3. This was a time when R D Burman was going through a tough time, with many calling him a spent force. It however all changed with the music of 1942: A Love Story. Vidhu Vinod Chopra had regular music sittings with R D Burman and Javed Akhtar. The team of the film soon realized that the songs of the film will revive Pancham Da’s career and how. Sadly, the legendary music composer passed away on January 4, 1994 before the release of the film.
4. In an unusual move, Vidhu Vinod Chopra went to England to mix the film in Dolby stereo sound. 1942: A Love Story hence became the first ever Indian movie in Dolby sound. This also led to the film being postponed for a few weeks.
5. In October-November 1993, there arose a dispute between Federation of Western India Cine Employees (FWICE) and Film Makers Combine (FMC) regarding the revision of wages of workers. The FMC decided to suspend all production and post-production activities which included shooting, recording, dubbing, from November 5 onwards and warned that any violation of this directive will be strictly dealt with. This order shocked Vidhu Vinod Chopra and on November 8 at Citizen Hotel, Juhu, Mumbai, he requested FMC officials to let him shoot since he had erected a huge set worth Rs 60 lakhs. Moreover, he had called for hundreds of soldiers from the Gorkha regiment for filming along with British actor Brian Glover and special effects expert Alan Whibley from Shepperton Studios, to supervise the filming of the climax where the city was to be set on fire. He argued that getting the Gorkha soldiers especially on a later date for the shoot would be impossible and that he would have to face huge financial losses. FMC members however declined to this request. An angry Vidhu Vinod Chopra then staged a silent dharna along with his team outside Citizen Hotel for which he had to apologize later. But he took the legal route and sued FMC. The case went on till 2001 and was passed in Chopra’s favour.
6. Vidhu Vinod Chopra shot a major chunk of the film in Dalhousie. But the climax required part of the town to be set on fire. Also, in the absence of VFX, to show a town sans overhead cables, modern buildings etc. was not possible. As a result, Vidhu Vinod Chopra ordered for a set to be erected in Mumbai’s Film City consisting of a town square, town hall, numerous buildings, suspension bridge etc. Under art director Nitin Desai, some 500 workers worked to construct the sets which took months.
7. Vidhu Vinod Chopra shot the making of the film on video and it was such a rare move in those days. Coincidentally, another 1994 film, Hum Aapke Hai Koun, directed by Sooraj Barjartya, also went for the behind the scenes making video of their film.
8. Shooting the film in Dalhousie was an enjoyable experience, as per Vidhu Vinod Chopra. The cast used to dutifully wake up at 5:30 or even 4:30 in the morning. After completing his scenes, Anil Kapoor extended his stay, just to be on the sets. Jackie Shroff meanwhile sprained his ankle on the first day of the shoot and yet continued to shoot. For a crucial scene, he even gave shots of him running although he was in a lot of pain.

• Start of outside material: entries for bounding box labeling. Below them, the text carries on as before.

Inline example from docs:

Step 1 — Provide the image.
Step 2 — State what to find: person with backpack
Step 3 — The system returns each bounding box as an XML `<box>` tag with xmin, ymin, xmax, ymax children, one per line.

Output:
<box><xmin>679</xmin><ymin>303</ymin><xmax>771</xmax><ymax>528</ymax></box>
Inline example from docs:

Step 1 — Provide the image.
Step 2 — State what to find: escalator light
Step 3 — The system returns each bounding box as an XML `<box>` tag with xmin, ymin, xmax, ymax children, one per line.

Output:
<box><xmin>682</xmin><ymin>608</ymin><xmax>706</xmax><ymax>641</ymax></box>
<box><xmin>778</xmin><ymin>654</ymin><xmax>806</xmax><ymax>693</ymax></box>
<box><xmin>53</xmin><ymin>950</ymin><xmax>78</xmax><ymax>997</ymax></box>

9. Vidhu Vinod Chopra gave credit to the film’s team and in an interview; he was humble enough to admit that two of the best scenes of the film were shot on the day he was in bed due to extreme exhaustion.

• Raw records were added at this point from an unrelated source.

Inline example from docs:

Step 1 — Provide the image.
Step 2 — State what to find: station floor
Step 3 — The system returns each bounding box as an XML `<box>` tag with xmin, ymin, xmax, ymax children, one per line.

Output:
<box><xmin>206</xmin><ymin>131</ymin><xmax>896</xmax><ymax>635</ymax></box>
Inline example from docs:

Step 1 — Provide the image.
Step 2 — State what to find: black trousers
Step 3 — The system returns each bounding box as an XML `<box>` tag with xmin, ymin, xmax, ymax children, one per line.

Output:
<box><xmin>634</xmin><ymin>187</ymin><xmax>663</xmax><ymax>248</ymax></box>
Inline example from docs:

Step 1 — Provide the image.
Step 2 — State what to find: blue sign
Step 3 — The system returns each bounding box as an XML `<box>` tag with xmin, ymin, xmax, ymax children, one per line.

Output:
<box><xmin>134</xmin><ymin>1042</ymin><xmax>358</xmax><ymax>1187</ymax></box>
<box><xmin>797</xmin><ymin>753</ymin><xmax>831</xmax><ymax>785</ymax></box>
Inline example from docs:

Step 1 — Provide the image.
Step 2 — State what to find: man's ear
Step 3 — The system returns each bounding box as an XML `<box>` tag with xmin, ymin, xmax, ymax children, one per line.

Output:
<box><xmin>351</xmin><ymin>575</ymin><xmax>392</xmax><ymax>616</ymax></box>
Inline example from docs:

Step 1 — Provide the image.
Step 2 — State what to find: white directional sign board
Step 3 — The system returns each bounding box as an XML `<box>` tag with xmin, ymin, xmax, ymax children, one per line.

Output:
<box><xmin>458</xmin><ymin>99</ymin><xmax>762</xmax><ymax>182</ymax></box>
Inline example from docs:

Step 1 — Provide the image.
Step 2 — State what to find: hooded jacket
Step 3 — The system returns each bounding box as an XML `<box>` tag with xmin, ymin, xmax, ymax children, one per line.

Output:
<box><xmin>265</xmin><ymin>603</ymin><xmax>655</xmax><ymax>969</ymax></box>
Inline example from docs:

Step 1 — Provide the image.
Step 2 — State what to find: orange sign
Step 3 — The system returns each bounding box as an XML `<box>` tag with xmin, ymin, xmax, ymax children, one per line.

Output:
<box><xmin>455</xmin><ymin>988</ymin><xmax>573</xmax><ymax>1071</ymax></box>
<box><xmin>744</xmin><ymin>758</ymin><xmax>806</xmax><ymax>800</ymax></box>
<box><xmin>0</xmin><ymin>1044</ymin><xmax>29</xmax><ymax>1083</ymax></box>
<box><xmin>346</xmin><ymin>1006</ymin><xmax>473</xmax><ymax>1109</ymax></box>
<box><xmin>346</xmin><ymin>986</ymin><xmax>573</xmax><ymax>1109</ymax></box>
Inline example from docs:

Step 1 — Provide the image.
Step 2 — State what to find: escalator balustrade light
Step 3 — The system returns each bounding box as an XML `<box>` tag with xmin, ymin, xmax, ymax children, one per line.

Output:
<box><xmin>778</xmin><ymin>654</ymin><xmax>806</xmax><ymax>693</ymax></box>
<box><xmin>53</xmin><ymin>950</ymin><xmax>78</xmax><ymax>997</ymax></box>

10. Vidhu Vinod Chopra in the same interview said that he had become cynical but interacting with the lovely locals of Dalhousie made him a better person. When Subhash Ghai gave away his dates for Jackie Shroff to him, Chopra was suspicious of the former’s intentions. But later he realized that he was wrong to think so. Subhash Ghai told Vidhu Vinod Chopra that he loved him as a director and even claimed, “You are a true filmmaker. I am a shopkeeper.”